Perhaps you’ve heard the expression, “dissing.” It’s slang for disrespecting someone. Everyone wants to be respected. We want to be respected as people and we want our ideas and words to be respected as well. When we are not shown that respect we feel slighted and grow angry at the one who “dissed” us. Besides disrespect, there are six other disses which can trigger anger in us.
- Dismissive—Dismissive often goes hand-in-hand with disrespect. When we are dismissive we wave someone off as not worth our time or words. We dismiss them as unworthy. To be dismissed is to attack our sense of self-worth and when that happens we grow angry.
- Disobey—Every parent understands this one. When our children willfully choose to disobey us we can grow angry quickly. We are in the position of authority and, as such, have the right to be obeyed. The same is true in any authority structure. The one in charge has the right to be obeyed. The Bible says, “Children, obey your parents in the Lord, for this is right” and “Slaves, be obedient to those who are your masters according to the flesh” (Ephesians 6:1, 5).
- Disbelieve—When someone does not believe us we can grow angry.
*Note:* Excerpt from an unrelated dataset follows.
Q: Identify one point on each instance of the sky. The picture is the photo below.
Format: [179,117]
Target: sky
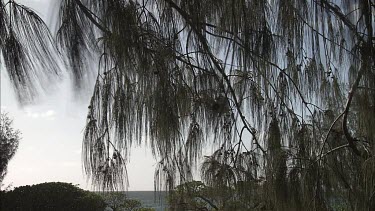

Why? Because disbelief is an attack on our integrity. The thought behind disbelief is that we are lying and are, therefore, a liar. Nobody wants to be thought a liar so we get angry and become defensive.
- Discriminate—If we are discriminated against we are both disrespected and dismissed. Discrimination based on race, religion, gender, political party, or values devalues the person. Discrimination is often linked to shunning or refusing to provide the same service or opportunity afforded to others. That hurts and can inspire anger. We all want to be treated equally and fairly.
- Distort—When our words or motives are distorted, they are twisted to mean something we did not intend. We frequently see this in the news when quotes are distorted and the newsmaker attempts to “set the record straight.” When our words or motives are impugned or distorted we can explode in anger.
- Distrust—To distrust someone is the kissing cousin of disbelieve. We don’t trust him or her because they have broken our trust in them by their words or, more likely, their actions in the past. Trust must be earned again and until it is, we will distrust them. From the perspective of the one who is distrusted, it becomes frustrating and anger-provoking to not be trusted even when the truth is spoken.
Nobody wants to be dissed. It hurts and makes us angry. Be sure you’re not the one doing the dissing. The Bible calls us to “Encourage one another and build each other up, just as in fact you are doing” (1 Thessalonians 5:11).